Tutum Rahanta: Kami selalu menyampaikan fakta

487

Lesunya penjualan retail sedang menjadi fenomena global bukan hanya di Indonesia saja, tetapi juga di dunia. Berdasarkan data Asosiasi Perusahaan Retail Indonesia (APRINDO), penurunan mencapai 20% penjualan retail anjlok di kuartal pertama 2017 dibandingkan tahun lalu. Dikatakan hal ini karena turunnya daya beli masyarakat dan maraknya pertumbuhan bisnis online.

Dalam The Captain kali ini, Ferdy Hasan berbincang-bincang dengan Tutum Rahanta selaku Wakil Ketua Umum Asosiasi Pengusaha Retail Indonesia (APRINDO).

Q : Data APRINDO menunjukan penurunan retail Indonesia anjloknya cukup besar, 20% di tahun ini. Apa saja faktor penyebabnya?

A : Intinya, kami melayani keseharian kebutuhan masyarakat. Ini menyangkut kepentingan orang banyak jadi media ingin tahu, konsumen ini pada posisi bagaimana sih? Cukup atau tidak untuk daya beli mereka?

Yang paling mudah dideteksi itu dari kami karena kami frontline-nya, mulai dari konsumen yang paling rendah, sampai paling tinggi tersebar di kami. Dikatakan ada yang tumbuhnya masih bagus, ada yang sangat jelek. Secara umum, untuk tingkat konsumsi itu yang kita target, biasanya sepanjang puasa dan lebaran. Retail itu puncaknya ada saat lebaran.

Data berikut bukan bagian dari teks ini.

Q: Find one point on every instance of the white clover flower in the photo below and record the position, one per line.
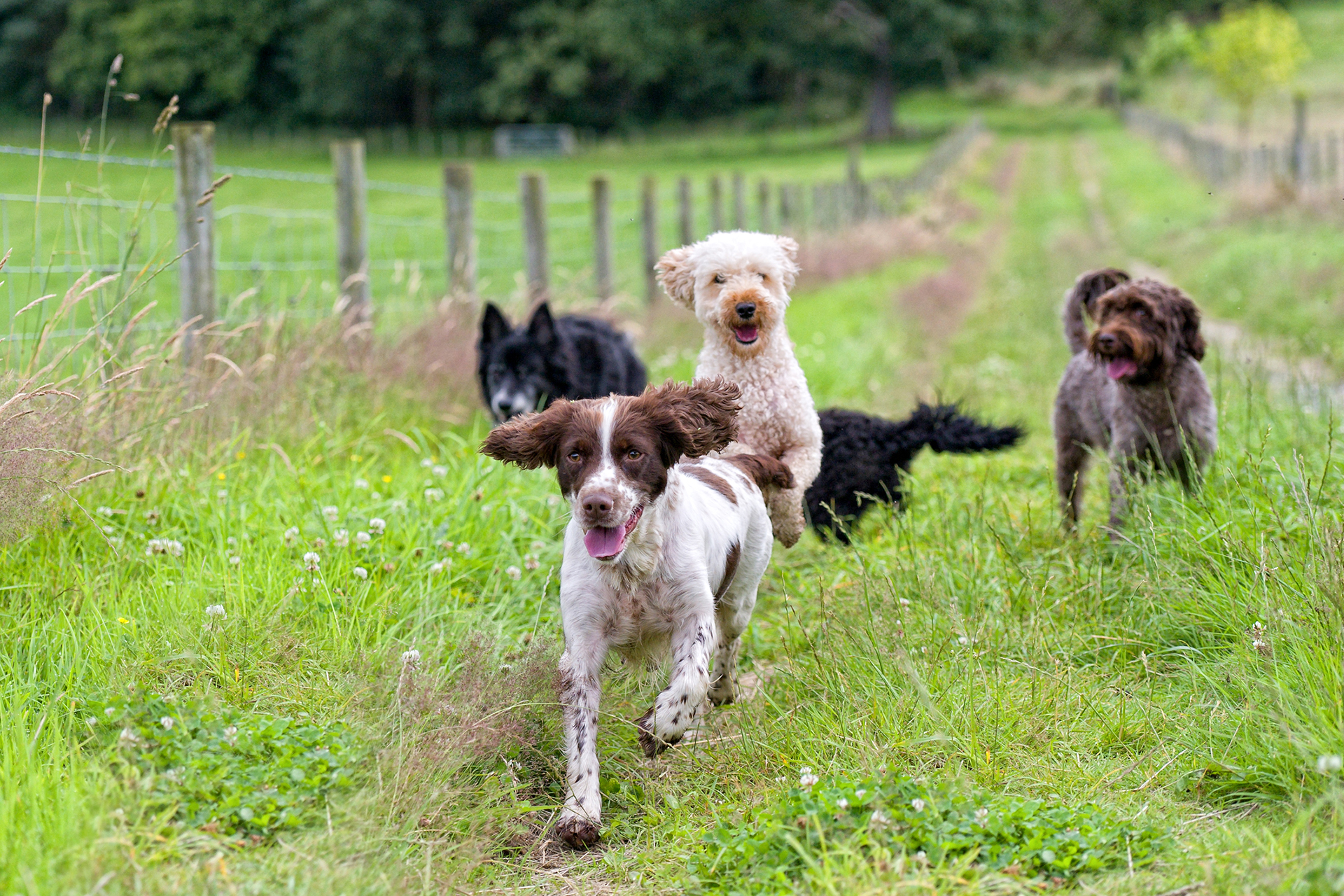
(163, 546)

Kalau season itu tidak bisa kita pungut, sepanjang tahun itu pasti dia rugi. Sekarang kita recheck kembali, gejala ini ada dimana titiknya. F&B masih bagus, mainan anak-anak masih oke menjelang lebaran, yang paling mengkhawatirkan adalah di segmen terendah. Message ini yang kita ingin pesan kepada pemerintah, bukan kita yang mengurus semua. Kami ini hanya memberikan informasi yang dibutuhkan oleh media.

Nah, kita melihat bahwa minimarket pun terganggu, padahal selama ini daya tahannya paling tinggi. Kami tidak buat-buat data ini, teman-teman minimarket teriak menyampaikan hal ini pada kami. Tidak pernah ada gejala sampai seperti ini dari tahun ke tahun.

Q : Data dari bank dunia mengatakan bahwa turunnya daya beli masyarakat bukan hanya terjadi di Indonesia, tapi juga secara global. Terbukti dari data yang dirilis oleh Bank Dunia, pertumbuhan ekonomi Indonesia dikoreksi dari 5,2% menjadi 5,01%.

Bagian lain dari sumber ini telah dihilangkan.